The second is to establish a framework that would enable a register of approved surrogates to be established and to be accessed by approved medical institutions, to make finding a surrogate for prospective parents in South Australia easier. This framework will enable prospective parents to go to an approved institution and have a willing surrogate recommended to them, rather than having to source one themselves or be forced overseas to engage in a commercial surrogacy agreement.
The current situation, of course, is that it is limited basically to people who are looking for a surrogate being able to source one from their family and friends. If they have no-one in that group of people that they know who is either willing or able to be the surrogate, then they are really forced to then go into the overseas commercial surrogacy market. So, such an amendment would obviously make it possible for a commissioning couple to contact a surrogate via, first, the approved medical institution and, secondly, the register. I see that as something that would make the act much more accessible to many people.

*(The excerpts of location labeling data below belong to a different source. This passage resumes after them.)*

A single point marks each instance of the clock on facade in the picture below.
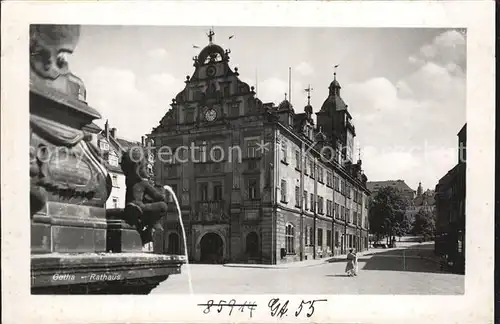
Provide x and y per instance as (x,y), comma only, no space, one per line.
(211,71)
(210,114)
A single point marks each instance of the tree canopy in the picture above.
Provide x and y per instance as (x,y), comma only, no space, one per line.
(387,213)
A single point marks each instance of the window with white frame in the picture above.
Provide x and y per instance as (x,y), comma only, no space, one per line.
(297,196)
(284,151)
(283,191)
(290,239)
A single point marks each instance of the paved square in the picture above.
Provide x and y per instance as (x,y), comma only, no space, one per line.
(389,272)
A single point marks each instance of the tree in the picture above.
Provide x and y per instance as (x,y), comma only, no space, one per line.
(387,213)
(424,224)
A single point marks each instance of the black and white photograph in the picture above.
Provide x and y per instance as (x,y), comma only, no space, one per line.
(223,159)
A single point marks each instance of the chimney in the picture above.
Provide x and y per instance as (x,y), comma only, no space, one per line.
(106,129)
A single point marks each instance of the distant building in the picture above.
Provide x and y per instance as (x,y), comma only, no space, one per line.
(249,189)
(450,209)
(112,148)
(424,201)
(400,185)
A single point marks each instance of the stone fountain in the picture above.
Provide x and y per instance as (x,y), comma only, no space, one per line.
(77,247)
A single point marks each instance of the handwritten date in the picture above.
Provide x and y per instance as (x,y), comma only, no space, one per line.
(231,305)
(280,308)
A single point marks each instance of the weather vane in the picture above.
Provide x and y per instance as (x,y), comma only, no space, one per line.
(335,70)
(308,90)
(211,34)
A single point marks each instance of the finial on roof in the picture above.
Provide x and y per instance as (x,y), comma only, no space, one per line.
(308,90)
(211,34)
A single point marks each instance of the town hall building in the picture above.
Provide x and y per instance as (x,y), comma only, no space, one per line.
(257,182)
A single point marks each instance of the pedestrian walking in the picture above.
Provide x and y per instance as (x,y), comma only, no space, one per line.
(352,264)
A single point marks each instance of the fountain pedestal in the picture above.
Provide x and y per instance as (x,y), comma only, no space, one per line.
(77,247)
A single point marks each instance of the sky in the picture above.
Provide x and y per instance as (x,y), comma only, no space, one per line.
(405,88)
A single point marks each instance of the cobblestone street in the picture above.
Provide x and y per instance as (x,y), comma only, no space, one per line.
(403,271)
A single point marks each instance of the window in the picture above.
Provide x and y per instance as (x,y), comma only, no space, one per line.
(329,239)
(297,160)
(115,202)
(320,205)
(297,196)
(320,237)
(114,179)
(235,110)
(283,151)
(310,233)
(283,191)
(329,179)
(174,188)
(104,146)
(216,152)
(320,174)
(306,238)
(113,160)
(290,239)
(189,116)
(203,191)
(217,191)
(329,207)
(197,95)
(252,148)
(252,189)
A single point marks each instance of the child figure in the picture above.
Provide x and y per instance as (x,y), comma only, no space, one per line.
(144,204)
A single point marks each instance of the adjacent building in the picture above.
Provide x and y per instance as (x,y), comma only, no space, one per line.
(258,182)
(450,209)
(111,148)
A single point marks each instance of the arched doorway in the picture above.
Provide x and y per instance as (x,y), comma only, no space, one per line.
(173,246)
(211,248)
(252,244)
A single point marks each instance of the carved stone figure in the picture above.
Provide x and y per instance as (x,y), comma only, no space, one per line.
(145,204)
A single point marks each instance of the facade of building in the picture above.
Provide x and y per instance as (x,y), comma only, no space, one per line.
(251,179)
(112,148)
(450,210)
(424,200)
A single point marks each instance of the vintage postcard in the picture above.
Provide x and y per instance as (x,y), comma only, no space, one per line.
(247,161)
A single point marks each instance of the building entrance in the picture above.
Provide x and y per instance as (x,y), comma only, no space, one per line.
(211,246)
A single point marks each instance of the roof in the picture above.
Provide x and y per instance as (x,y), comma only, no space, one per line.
(424,200)
(398,184)
(92,128)
(125,144)
(333,101)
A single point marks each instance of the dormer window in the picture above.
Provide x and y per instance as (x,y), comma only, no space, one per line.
(81,94)
(104,146)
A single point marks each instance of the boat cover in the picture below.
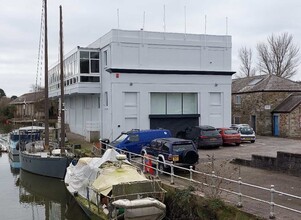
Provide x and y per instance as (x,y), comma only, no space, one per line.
(112,175)
(78,177)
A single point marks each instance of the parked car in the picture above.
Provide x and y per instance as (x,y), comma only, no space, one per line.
(204,136)
(246,133)
(230,136)
(134,140)
(180,151)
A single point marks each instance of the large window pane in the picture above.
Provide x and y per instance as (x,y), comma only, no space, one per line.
(94,66)
(84,66)
(94,55)
(174,103)
(158,103)
(215,98)
(84,55)
(190,103)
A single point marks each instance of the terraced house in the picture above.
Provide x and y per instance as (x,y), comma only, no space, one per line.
(270,104)
(140,80)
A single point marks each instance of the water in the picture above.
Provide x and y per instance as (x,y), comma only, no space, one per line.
(27,196)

Thirdly, an amendment would insert a provision that would regulate overseas surrogacy arrangements, whereby any proposed international surrogacy agreement would go before the responsible minister and be assessed on a case-by-case basis for approval, much like the process already in place for overseas adoptions. In the minister's consideration for approving a surrogacy agreement he or she would, as their primary concern, ensure that the welfare of the potential child is protected, and that unsuitable parents, certainly including those with criminal histories in the area of child sexual offences, are discouraged from using this option. This would be a solution, maybe not wholly but partly, to issues recently raised with current laws by the baby Gammy issue.
Fourthly, it is to ensure that the minister reviews the framework for the upkeep of a surrogate register and approvals of surrogacy agreements at least every three years to ensure that it is in line with current community expectations. I am very grateful for the assistance of a number of stakeholders that I have had in preparing this amendment bill, and I particularly mention Mr Morry Bailes, President of the Law Society of South Australia, Dr Christine Kirby from Repromed, and Mrs Kerry Faggotter, the mother who originally advocated for the surrogacy legislation and worked very closely with me on it, but also a number of other people who have a strong interest in improving the law in this area.

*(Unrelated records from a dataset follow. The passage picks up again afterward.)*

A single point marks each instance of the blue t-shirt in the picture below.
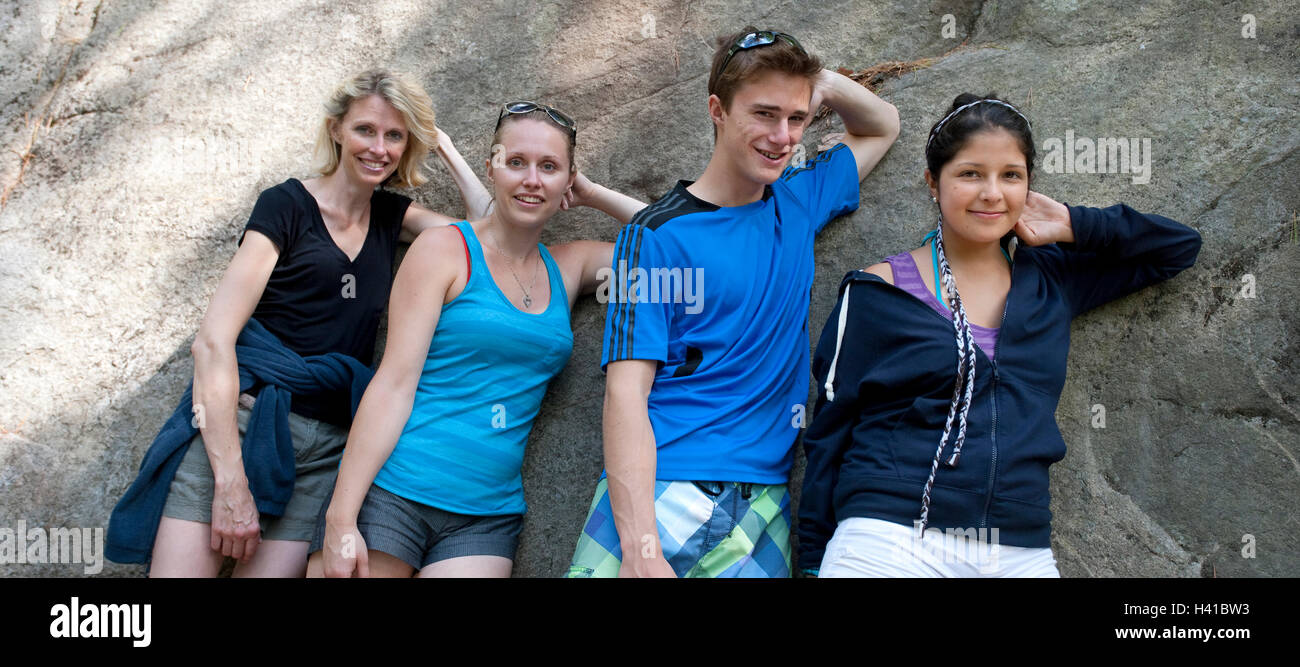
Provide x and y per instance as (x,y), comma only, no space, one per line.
(719,297)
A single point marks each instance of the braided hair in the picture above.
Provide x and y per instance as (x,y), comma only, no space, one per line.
(967,116)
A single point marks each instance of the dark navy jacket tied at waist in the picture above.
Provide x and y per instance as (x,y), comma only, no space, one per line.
(268,447)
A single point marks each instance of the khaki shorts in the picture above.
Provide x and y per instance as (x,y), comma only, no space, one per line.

It is my intention to bring this matter to a vote in the very near future, certainly because I think it is a matter that is of great concern to the community in relation to some of the jurisdictions that are dealing with commercial surrogacy overseas. I think many people are of the view, like myself, that when we have such a world-class reproductive technology capability in this state, it makes such great sense to make it more accessible to couples who are seeking surrogacy to be able to do that here in South Australia.

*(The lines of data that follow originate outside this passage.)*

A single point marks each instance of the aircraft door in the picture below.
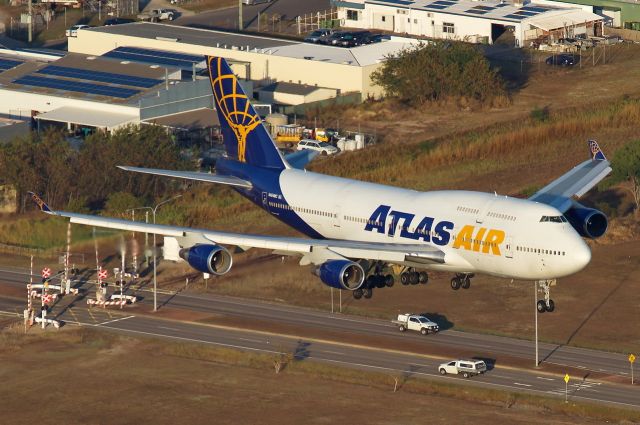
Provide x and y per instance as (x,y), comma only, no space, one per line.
(508,247)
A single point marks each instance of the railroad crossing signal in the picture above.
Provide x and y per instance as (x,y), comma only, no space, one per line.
(102,274)
(46,272)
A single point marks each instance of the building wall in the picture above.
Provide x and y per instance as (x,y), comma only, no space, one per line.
(425,23)
(28,102)
(264,66)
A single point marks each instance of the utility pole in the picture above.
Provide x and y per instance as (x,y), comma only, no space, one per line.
(30,23)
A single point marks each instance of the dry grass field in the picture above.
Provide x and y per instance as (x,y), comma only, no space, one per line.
(80,376)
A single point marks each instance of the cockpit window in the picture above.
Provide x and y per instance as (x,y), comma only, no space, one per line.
(554,218)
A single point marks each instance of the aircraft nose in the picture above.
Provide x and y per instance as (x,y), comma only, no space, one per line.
(581,255)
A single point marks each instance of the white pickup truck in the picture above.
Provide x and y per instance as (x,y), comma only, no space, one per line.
(466,367)
(415,322)
(156,15)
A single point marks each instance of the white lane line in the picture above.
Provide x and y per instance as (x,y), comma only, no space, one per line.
(333,352)
(114,320)
(249,339)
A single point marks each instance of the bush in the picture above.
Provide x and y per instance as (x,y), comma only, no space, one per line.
(440,70)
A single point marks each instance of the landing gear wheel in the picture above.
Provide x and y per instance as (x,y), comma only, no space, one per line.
(368,293)
(357,294)
(423,277)
(455,283)
(389,280)
(550,306)
(466,282)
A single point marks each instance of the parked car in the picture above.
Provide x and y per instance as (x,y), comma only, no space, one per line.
(117,21)
(319,35)
(376,38)
(562,60)
(466,367)
(323,147)
(73,31)
(157,15)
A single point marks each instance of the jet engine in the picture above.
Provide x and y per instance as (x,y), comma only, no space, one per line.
(588,222)
(341,274)
(212,259)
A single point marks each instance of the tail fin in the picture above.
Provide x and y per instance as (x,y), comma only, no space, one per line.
(596,152)
(245,137)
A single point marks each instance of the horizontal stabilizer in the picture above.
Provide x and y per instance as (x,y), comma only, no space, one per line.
(192,175)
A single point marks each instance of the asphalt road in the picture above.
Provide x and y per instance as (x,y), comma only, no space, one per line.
(406,366)
(228,18)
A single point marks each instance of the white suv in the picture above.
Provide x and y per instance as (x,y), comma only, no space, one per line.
(466,367)
(73,31)
(323,147)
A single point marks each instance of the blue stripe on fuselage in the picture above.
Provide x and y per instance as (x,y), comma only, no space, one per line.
(265,181)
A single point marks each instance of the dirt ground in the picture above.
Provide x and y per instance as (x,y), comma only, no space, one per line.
(109,380)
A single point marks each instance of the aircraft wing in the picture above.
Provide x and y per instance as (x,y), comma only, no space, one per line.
(192,175)
(576,182)
(312,251)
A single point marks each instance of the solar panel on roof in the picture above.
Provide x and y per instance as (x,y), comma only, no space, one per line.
(75,86)
(534,9)
(6,64)
(103,77)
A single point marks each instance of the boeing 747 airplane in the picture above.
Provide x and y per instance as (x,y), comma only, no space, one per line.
(359,235)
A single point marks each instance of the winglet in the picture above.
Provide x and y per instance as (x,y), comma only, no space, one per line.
(596,152)
(41,204)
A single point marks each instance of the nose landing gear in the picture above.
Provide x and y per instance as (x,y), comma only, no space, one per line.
(461,280)
(547,304)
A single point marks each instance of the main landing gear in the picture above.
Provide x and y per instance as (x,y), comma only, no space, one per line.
(547,304)
(378,279)
(461,280)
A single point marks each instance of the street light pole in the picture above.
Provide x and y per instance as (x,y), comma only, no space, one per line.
(155,283)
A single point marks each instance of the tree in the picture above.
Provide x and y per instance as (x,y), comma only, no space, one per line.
(439,70)
(626,168)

I formally advise members that I will be seeking a vote on this bill on Wednesday 3 December and I am very happy to speak to any member of the Legislative Council about the bill and to answer any of their questions as much as I may. I am very grateful for the assistance of parliamentary counsel in developing such a bill. I think it is an area, obviously, that goes into some technical areas that are beyond the resources and knowledge of some of us in this place, so I am always very grateful to them, as I am to the stakeholders who have been assisting me with it. Finally, this will be a matter of conscience for members of the Liberal Party but I urge members of this chamber to support the bill.
Debate adjourned on motion of Hon. G.A. Kandelaars.